Guest Editor of the special issue Richard Nuccitelli, PhD, Pulse Biosciences, Hayward, CA, contributed the article entitled "Nano-Pulse Stimulation Therapy for the Treatment of Skin Lesions" Nano-Pulse Stimulation (NPS) delivers nanosecond pulsed electric fields to cells and tissues. NPS specifically targets cells, generating nanometer wide pores that allow small ions to enter to alter the flow of sodium, potassium and calcium ions in and out of the cells. It can induce cell death in epidermal or dermal lesions, but as it does not affect the dermal collagen it does not cause scarring. Dr. Nuccitelli discusses the characteristics of NPS, its effects on normal skin, on epidermal lesions such as seborrheic keratosis, on dermal lesions, and on warts caused by human papilloma virus.
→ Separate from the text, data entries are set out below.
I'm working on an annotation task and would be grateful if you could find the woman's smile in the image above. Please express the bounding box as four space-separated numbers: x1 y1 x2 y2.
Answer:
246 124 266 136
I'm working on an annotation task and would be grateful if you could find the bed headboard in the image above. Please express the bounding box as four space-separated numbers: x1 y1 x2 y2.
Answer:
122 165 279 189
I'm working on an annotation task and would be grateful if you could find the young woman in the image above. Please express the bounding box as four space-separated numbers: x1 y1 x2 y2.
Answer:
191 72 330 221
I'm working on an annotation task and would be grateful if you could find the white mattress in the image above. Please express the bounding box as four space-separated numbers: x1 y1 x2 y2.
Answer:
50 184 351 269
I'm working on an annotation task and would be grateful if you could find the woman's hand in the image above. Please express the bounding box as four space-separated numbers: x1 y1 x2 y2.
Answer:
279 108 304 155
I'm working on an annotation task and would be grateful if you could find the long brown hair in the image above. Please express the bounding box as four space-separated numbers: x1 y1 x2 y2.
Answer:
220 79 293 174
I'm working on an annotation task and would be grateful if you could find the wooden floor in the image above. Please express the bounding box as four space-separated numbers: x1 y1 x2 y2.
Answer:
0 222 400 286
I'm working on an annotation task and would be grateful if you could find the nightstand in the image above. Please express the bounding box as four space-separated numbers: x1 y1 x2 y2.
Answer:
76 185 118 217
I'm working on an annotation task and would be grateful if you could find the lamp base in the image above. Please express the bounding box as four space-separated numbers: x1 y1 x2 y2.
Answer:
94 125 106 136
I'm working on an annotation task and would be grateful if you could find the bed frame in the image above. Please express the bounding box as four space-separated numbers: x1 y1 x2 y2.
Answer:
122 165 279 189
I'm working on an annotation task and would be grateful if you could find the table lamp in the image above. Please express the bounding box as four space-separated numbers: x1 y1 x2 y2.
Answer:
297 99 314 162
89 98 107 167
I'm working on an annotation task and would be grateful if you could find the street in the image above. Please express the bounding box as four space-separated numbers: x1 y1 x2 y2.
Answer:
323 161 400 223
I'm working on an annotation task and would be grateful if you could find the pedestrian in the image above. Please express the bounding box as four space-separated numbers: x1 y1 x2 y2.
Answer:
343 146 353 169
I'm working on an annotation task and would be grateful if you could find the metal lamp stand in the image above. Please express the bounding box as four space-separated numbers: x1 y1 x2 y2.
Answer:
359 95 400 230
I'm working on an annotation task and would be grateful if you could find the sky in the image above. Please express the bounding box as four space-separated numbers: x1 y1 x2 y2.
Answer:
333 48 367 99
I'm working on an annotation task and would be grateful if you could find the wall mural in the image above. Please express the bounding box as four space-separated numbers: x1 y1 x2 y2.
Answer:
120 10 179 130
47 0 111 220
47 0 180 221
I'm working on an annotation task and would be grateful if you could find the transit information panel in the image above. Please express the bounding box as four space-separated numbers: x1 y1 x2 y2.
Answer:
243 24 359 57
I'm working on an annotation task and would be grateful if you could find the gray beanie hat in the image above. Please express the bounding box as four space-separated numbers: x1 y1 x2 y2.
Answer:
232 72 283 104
Also of interest in this special issue is the article entitled "Preventing Ethanol-Induced Brain and Eye Morphology Defects Using Optogenetics" by Vaibhav Pai, Tufts University, Medford, MA and Dany Spencer Adams, Tufts University and Ion Diagnostics, Watertown, MA. Exposure of a fetus to alcohol can lead to defects in brain and eye morphology, as part of fetal alcohol spectrum disorder (FASD). This is also true in the developing tadpole. Pai and Adams used this model system to test the use of optogenetics - light-induced energy - to regulate ion channel function and ion fluxes and to rescue tadpoles from the effects of alcohol. Using controlled membrane voltage modulation, the researchers were able to rescue the ethanol-induced brain and eye defects in the tadpoles. The hyperpolarization effect was required for the full duration of the ethanol exposure. Furthermore, the rescue effect acted at a distance, suggesting that bioelectric modulation to treat ethanol-induced brain and eye defects in human embryos might be possible using existing ion channel drugs.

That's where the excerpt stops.